GraphQL is most commonly used through HTTP POST requests, which are usually not cached. However there are ways to send GraphQL requests using HTTP GET, either with the full query string or using persisted queries.

In a typical GraphQL schema you usually have a mix of private and public data. The public data is cachable, but the private is not. This creates a problem if you want to leverage HTTP caching. You can really only cache fully public data.

Optimizing for cache hits would however lead to trying to reuse the same exact query in multiple places, and instead of having private data like progressPercentage: Float of a type Movie you would have to have a separate query to get the progress, and try to stitch the data together after the fact. This is what we are used to doing with REST apis, and we are really not getting the full benefits of GraphQL by doing this.

I would recommend going as long as you can with just using caching inside of your server logic using something like Redis, and only consider HTTP caching as a last resort when designing your GraphQL API. There has been some progress in this field with products like GraphCDN, I have not tried it yet, but it could be worth for you to check out.

Not providing an id field

Frontend clients like Apollo or Relay rely on having a field to uniquely identify an object with. Those client leverage the id field, possibly together with the __typename of an object to create a normalized cache. Having a normalized cache is essential if you want to make sure that mutations update the data in all places it is being used.

A normalized cache means that every unique object is only stored once, and other object only store a reference to that normalized object instead of the complete thing.

Sometimes you are in the situation where you don't have a real id field to provide. I have found that in those cases there are usually a combination of other fields that uniquely references that object. Then you can concatenate those strings together and hash them to generate an id. It might feel dirty, but the point is not having a true id, it is to provide a stable identity of an object across queries and mutations to avoid stale UI.

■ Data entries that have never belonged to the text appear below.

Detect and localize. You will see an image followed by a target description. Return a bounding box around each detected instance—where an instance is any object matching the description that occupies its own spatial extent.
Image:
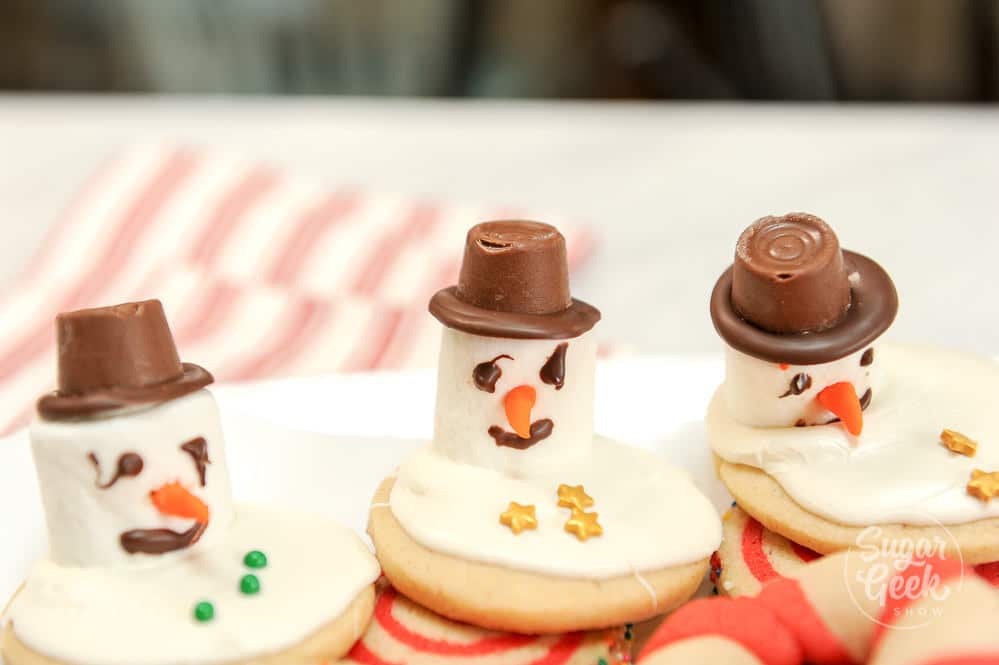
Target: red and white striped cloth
[0,146,592,435]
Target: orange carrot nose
[818,381,864,436]
[503,386,538,439]
[149,483,208,524]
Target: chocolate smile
[489,418,555,450]
[121,522,208,554]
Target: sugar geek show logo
[843,515,964,630]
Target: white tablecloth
[0,96,999,354]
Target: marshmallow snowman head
[711,213,898,436]
[30,301,232,566]
[430,221,600,476]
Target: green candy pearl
[243,550,267,568]
[194,601,215,623]
[239,575,260,596]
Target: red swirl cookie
[711,506,999,596]
[342,588,631,665]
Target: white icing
[390,438,721,579]
[707,344,999,526]
[722,342,881,427]
[433,328,596,475]
[10,390,379,665]
[31,390,232,566]
[5,505,379,665]
[390,328,721,579]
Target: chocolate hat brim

If you don't provide an id, the data is considered part of the parent object. Which is sometimes exactly what you want, but you should default to always providing an id.

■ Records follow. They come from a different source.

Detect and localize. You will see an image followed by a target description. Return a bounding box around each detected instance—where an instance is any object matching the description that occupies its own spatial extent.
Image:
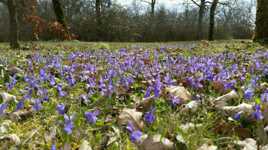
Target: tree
[254,0,268,43]
[191,0,207,40]
[142,0,156,17]
[208,0,219,41]
[95,0,102,40]
[6,0,20,49]
[52,0,68,28]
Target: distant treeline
[0,0,255,42]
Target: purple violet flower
[64,114,74,135]
[57,104,65,115]
[85,110,100,124]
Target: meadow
[0,40,268,150]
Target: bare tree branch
[141,0,151,4]
[191,0,200,7]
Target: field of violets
[0,41,268,150]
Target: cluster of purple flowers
[0,49,268,142]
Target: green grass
[0,40,264,150]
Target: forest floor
[0,40,268,150]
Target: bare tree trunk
[151,0,156,17]
[7,0,20,49]
[254,0,268,43]
[197,0,206,40]
[52,0,67,28]
[95,0,102,40]
[208,0,219,41]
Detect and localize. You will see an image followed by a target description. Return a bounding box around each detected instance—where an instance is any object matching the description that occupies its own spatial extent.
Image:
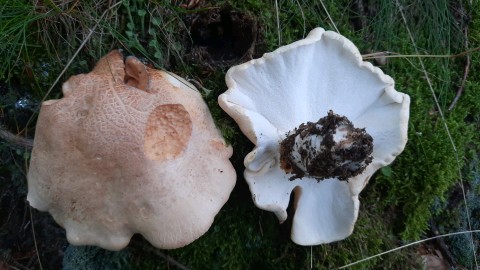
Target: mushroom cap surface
[27,51,236,250]
[218,28,410,245]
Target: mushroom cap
[27,51,236,250]
[218,28,410,245]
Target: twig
[430,220,457,268]
[0,125,33,150]
[448,26,471,111]
[150,250,188,270]
[28,207,43,270]
[337,230,480,269]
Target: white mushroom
[28,51,236,250]
[219,28,410,245]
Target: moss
[0,0,480,269]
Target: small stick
[448,26,471,111]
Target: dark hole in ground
[187,7,258,66]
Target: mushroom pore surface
[280,110,373,181]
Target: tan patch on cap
[144,104,192,161]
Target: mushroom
[218,28,410,245]
[28,51,236,250]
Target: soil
[186,6,258,68]
[280,110,373,180]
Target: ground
[0,0,480,269]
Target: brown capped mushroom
[28,51,236,250]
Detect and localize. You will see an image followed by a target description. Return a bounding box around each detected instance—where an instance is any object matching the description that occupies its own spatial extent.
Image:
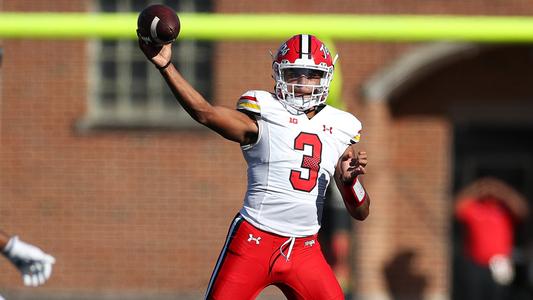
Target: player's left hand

Creating reliance on parent objects

Sometimes you have data which is describing the relationship between two objects, like the access level of a user to an entity. There is no strict rule on how to model this in GraphQL. You could model it with a connecting type, such as:

enum AccessLevel {
  ADMIN
  READ_WRITE
  READ_ONLY
  NONE
}

type User {
  id: ID!
  entityRelation(id: ID!): EntityRelation!
}

type EntityRelation {
  accessLevel: AccessLevel!
  entity: Entity
}

type Entity {
  id: ID!
}

Another way is to skip the relation, and add a field to the Entity:

enum AccessLevel {
  ADMIN
  READ_WRITE
  READ_ONLY
  NONE
}

type User {
  id: ID!
  entity(id: ID!): Entity
}

type Entity {
  id: ID!
  accessLevel: AccessLevel!
}

Since you are resolving from the user type, you might think that it is already "in scope" of the query. However, with a normalized cache, which is the norm, this will mean that the access level is tied to the entity itself, and is therefore not describing the relationship to the user at all.

If you want to add the field to the Entity, I suggest adding a userId: ID parameter to the accessLevel field. Such as:

enum AccessLevel {
  ADMIN
  READ_WRITE
  READ_ONLY
  NONE
}

type User {
  id: ID!
  entity(id: ID!): Entity
}

type Entity {
  id: ID!
  accessLevel(userId: ID!): AccessLevel!
}

One would have to consider the potential for information leak in the implementation of the resolver, so that a user can't ask for the access level of any user id. But this is a totally valid schema design.

If done carefully, parent reliance could be considered using something like Local Context in GraphQL Java. But be careful when doing this so that the same type returns the same value when asked from different paths.